Therapeutic properties of multi-cannabinoid treatment strategies for Alzheimer's disease
- PMID: 36117622
- PMCID: PMC9479694
- DOI: 10.3389/fnins.2022.962922
Therapeutic properties of multi-cannabinoid treatment strategies for Alzheimer's disease
Abstract
Alzheimer's disease (AD) is a debilitating neurodegenerative disease characterized by declining cognition and behavioral impairment, and hallmarked by extracellular amyloid-β plaques, intracellular neurofibrillary tangles (NFT), oxidative stress, neuroinflammation, and neurodegeneration. There is currently no cure for AD and approved treatments do not halt or slow disease progression, highlighting the need for novel therapeutic strategies. Importantly, the endocannabinoid system (ECS) is affected in AD. Phytocannabinoids, including cannabidiol (CBD) and Δ9-tetrahydrocannabinol (THC), interact with the ECS, have anti-inflammatory, antioxidant, and neuroprotective properties, can ameliorate amyloid-β and NFT-related pathologies, and promote neurogenesis. Thus, in recent years, purified CBD and THC have been evaluated for their therapeutic potential. CBD reversed and prevented the development of cognitive deficits in AD rodent models, and low-dose THC improved cognition in aging mice. Importantly, CBD, THC, and other phytochemicals present in Cannabis sativa interact with each other in a synergistic fashion (the "entourage effect") and have greater therapeutic potential when administered together, rather than individually. Thus, treatment of AD using a multi-cannabinoid strategy (such as whole plant cannabis extracts or particular CBD:THC combinations) may be more efficacious compared to cannabinoid isolate treatment strategies. Here, we review the current evidence for the validity of using multi-cannabinoid formulations for AD therapy. We discuss that such treatment strategies appear valid for AD therapy but further investigations, particularly clinical studies, are required to determine optimal dose and ratio of cannabinoids for superior effectiveness and limiting potential side effects. Furthermore, it is pertinent that future in vivo and clinical investigations consider sex effects.

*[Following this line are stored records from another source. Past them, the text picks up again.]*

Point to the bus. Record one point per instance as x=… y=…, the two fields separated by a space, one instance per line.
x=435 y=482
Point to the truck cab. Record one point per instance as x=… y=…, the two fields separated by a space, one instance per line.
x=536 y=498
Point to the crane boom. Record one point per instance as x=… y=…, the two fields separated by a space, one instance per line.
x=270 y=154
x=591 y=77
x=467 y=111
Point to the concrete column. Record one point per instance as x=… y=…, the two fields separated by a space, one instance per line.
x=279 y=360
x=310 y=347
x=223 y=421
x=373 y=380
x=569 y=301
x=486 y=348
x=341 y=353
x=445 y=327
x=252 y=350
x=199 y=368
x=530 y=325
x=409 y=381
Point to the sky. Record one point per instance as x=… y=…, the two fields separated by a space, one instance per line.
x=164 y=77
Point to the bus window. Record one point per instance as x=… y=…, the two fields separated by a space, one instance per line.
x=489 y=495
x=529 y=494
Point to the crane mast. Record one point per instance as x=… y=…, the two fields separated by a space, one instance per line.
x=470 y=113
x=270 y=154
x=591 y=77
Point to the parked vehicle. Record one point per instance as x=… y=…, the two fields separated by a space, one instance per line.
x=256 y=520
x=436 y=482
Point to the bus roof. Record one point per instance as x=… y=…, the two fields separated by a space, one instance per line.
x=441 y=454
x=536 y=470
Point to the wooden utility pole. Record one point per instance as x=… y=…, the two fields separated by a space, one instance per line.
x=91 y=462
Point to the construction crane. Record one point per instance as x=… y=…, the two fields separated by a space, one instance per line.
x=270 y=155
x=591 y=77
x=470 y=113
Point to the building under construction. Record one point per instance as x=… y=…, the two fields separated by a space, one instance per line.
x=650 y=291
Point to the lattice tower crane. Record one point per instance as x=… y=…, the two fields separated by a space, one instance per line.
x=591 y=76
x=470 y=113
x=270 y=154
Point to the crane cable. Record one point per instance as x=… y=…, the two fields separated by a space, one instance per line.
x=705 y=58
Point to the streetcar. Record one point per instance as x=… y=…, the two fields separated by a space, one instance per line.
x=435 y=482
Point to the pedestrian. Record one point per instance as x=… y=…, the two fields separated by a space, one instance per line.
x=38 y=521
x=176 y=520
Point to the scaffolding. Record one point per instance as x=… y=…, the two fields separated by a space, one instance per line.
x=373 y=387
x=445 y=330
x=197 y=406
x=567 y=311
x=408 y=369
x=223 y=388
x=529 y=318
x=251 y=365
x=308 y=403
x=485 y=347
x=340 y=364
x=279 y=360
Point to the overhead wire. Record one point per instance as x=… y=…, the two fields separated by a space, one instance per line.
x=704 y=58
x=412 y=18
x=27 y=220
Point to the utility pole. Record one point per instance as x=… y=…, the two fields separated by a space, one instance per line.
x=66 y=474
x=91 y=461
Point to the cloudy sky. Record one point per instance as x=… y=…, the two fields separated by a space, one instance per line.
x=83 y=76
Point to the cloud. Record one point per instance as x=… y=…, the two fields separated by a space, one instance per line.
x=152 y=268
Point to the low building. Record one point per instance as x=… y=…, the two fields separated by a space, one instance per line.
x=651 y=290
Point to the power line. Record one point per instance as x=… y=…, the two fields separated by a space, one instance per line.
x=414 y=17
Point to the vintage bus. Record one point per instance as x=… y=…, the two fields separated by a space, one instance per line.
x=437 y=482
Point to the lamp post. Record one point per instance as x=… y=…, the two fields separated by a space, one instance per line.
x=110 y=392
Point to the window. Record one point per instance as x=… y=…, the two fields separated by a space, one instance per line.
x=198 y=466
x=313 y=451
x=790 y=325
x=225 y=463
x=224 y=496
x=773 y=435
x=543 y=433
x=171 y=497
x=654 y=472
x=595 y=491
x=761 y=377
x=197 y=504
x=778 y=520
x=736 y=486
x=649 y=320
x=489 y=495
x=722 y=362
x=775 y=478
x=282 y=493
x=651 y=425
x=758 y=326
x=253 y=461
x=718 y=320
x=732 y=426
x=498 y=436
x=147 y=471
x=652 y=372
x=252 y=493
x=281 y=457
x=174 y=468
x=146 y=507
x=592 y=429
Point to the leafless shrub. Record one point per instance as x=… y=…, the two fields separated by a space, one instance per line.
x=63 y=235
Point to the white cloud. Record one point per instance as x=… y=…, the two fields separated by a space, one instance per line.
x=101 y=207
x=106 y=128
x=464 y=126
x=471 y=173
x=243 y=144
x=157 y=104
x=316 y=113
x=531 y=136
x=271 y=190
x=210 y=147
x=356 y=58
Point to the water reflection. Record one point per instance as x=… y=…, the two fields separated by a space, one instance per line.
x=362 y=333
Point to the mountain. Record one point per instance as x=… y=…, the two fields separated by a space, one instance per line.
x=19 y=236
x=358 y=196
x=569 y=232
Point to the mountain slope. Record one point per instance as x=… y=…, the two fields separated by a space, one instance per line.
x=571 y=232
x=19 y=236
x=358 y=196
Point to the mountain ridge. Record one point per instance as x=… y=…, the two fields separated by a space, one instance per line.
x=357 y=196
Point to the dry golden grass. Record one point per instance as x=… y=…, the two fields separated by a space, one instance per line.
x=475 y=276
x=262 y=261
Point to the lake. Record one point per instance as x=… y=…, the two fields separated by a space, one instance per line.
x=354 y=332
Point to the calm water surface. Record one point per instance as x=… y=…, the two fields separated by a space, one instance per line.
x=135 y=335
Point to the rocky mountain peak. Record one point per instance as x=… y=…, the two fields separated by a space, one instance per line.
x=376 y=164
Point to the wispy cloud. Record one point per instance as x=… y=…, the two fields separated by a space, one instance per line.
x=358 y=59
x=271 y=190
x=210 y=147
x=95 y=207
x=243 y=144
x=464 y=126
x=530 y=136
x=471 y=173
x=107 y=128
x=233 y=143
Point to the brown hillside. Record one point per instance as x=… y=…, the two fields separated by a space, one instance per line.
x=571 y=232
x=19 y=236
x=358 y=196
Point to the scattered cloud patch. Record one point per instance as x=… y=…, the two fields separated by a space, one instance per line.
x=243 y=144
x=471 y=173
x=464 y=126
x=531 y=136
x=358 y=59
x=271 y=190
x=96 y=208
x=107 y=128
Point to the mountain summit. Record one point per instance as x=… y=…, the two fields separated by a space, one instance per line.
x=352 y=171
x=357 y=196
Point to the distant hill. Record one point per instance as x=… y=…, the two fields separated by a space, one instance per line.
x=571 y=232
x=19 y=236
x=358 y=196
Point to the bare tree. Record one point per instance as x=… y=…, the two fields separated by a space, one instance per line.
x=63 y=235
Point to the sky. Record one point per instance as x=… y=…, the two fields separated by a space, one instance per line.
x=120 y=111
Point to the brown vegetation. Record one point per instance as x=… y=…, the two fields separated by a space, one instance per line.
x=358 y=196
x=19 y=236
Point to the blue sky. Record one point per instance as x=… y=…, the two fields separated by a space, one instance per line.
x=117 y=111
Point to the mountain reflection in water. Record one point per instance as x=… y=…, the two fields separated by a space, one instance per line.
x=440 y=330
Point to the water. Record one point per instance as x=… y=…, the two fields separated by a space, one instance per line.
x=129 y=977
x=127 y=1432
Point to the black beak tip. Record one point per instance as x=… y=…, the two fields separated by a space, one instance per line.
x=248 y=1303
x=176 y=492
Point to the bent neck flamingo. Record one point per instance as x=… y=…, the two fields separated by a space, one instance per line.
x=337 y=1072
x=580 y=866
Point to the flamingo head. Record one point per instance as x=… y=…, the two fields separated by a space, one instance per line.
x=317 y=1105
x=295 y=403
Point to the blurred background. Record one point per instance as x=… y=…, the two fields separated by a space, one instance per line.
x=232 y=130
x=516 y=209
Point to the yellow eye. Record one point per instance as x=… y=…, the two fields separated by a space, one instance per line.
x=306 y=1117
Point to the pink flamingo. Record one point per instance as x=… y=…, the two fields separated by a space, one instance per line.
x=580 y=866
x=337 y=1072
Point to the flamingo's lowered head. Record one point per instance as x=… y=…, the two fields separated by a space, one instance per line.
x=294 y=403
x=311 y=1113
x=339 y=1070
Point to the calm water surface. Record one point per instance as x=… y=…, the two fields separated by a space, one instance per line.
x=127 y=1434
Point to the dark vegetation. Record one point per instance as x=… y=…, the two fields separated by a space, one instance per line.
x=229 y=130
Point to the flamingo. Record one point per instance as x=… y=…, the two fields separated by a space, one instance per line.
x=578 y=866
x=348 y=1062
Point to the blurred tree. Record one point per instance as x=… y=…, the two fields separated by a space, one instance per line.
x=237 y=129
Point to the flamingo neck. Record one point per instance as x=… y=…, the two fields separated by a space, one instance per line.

Keywords: Alzheimer’s disease; cannabidiol (CBD); cannabis extract; cannabis therapeutics; delta-9-tetrahydrocannabinol (THC); dementia; endocannabinod system.
Copyright © 2022 Coles, Steiner-Lim and Karl.
Conflict of interest statement
GZS and TK have received funding from medicinal cannabis companies to conduct research on medicinal cannabis products, outside of this study. The funders were not involved in the manuscript design, synthesis, critical analysis, interpretation of data, the writing of this article or the decision to submit it for publication. The remaining author declare that the research was conducted in the absence of any commercial or financial relationships that could be construed as a potential conflict of interest.